李家梁一脸懵:“你,你什么意思?”
“龚大人这是什么意思啊?”围观的老百姓闻言,都好奇地议论。
“听说他妻子一直都在老家,没到京城来,你说要是知道龚大人要纳妾,会不会真的杀到京城来?”
“谁知道呢?”
龚慈看了眼薛宁,似乎在询问薛宁的意思,就见薛宁点了点头,龚慈就笑了。
“我没有娶妻,我依然单身。”他看向薛宁,目光深情:“阿宁也是单身,独自一人,我喜欢她,想追求她,想娶她,犯法了吗?”
他声音低沉,掷地有声,像是一颗石子,狠狠地丢入水中,漾起巨大的涟漪。
“龚大人说他没有娶妻?还是独身?”
“我的天,我没听错吧?”就见一个穿的花里胡哨的五十左右的中年妇女,头顶一朵大红花,眼睛都瞪得溜圆:“像龚大人这样的好男人竟然没娶妻?老天爷,我怎么现在才知道啊!”
要是她早点知道,就能给龚大人说个媒,要是说成功了,她就是龚大人的红娘了,这以后有点啥事,龚大人还不是三两句话的事儿就给她办了。
后悔,后悔,龚大人娶没娶老婆,这么重要的情报她怎么就没有收集到呢!
龚慈看向李家梁,郑重地说道:“我们都是独身,男婚女配,与你有何干系?你不珍惜的人,我珍惜,你不爱的孩子,我来爱!”
他给薛宁,给李念儿撑腰,给了她们最大的底气。
“龚大人是什么人啊!他看中的人,肯定只有好的,没有差的。人家薛老板兢兢业业开店铺赚钱,就是因为这,所以人家龚大人才会欣赏她啊!”
“四姑娘也好,长得漂亮嘴巴也甜,还热情,上次我孙子来买冰棍,还没吃就掉地上了,我孙子哇哇大哭,按理来说这是我孙子的事吧,可人家四姑娘,二话不说就给了我孙子一根新的,还安慰他不要难过。”一个老婆婆说道:“我瞧着人家母女两个好的很呢,这男人不知道珍惜,有的是人珍惜。”
“就是个上不得台面的东西,自己的亲家母也能勾搭,人品呢?三观呢?好在人薛老板和离了,守着这蠢东西过一辈子能膈应死。”

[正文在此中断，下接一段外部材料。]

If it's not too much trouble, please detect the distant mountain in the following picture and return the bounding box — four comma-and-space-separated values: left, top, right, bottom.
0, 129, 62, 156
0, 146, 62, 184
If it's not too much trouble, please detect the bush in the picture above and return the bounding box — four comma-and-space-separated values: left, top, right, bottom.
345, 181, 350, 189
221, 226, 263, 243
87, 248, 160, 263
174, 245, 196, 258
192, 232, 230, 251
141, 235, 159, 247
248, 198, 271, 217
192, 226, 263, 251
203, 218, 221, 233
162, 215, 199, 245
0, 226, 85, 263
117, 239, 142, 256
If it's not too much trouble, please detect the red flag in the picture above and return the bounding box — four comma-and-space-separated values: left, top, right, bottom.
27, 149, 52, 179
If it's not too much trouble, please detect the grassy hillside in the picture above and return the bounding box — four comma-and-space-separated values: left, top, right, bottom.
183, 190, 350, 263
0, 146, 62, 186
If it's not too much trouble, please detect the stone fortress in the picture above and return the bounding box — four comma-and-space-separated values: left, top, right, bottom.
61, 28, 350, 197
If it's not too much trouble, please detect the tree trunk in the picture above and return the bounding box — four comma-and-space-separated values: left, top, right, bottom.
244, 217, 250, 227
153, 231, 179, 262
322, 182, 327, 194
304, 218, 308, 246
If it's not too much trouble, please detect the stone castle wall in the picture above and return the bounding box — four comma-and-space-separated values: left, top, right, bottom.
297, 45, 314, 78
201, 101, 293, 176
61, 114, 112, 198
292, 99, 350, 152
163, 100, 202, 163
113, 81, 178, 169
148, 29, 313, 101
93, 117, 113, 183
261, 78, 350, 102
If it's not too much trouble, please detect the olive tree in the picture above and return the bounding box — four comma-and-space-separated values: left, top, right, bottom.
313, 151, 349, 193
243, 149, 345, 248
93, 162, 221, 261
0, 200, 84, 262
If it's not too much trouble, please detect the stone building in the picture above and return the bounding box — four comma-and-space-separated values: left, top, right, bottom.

“可不就是嘛,蹬掉这蠢东西,人家转头就能碰上比他好一千倍一万倍的,你们瞧瞧那人的脸,啧啧,都气黑了呢!”
李家梁确实气疯了。
可他说不出半点反驳的话来,只得放下话:“好,薛宁,李念儿,你们不认我,行,你们等着,我会让你们后悔的!”
薛宁直面李家梁:“我永远都不会后悔。”
“好!”
李家梁灰溜溜地跑了。
薛宁感激地跟龚慈道谢:“龚大哥,刚才真谢谢你,帮我和念儿解围。”
龚慈的认可,就是对李家梁最大的惩戒。
你不珍惜的人,有的是人珍惜。
“我们之间,不用说谢谢。”龚慈认真而又深情:“我以后,会是你们的靠山,你们只管往前走,有我在身后。”
简单却沉重的一句话,给了薛宁无穷的力量。
李念儿捂嘴笑,把刚才李家梁带来的不快一扫而空,“嗯,龚叔,娘,店里还有事呢,你们聊,我忙去了。”
她飞奔回店里,留下薛宁和龚慈二人。
龚慈刚要说话,一个带着谄媚的声音传来:“龚大人,您真没成亲啊?”
问他的正是头戴大红花的媒婆。
“有问题吗?”龚慈反问。
“没,没问题。”媒婆呵呵笑:“那个,我这里有好多十八岁未嫁的大姑娘,您看看,要不要挑,挑……”
她说不下去了,因为龚慈凝着眉眼看着她,让她说不下去。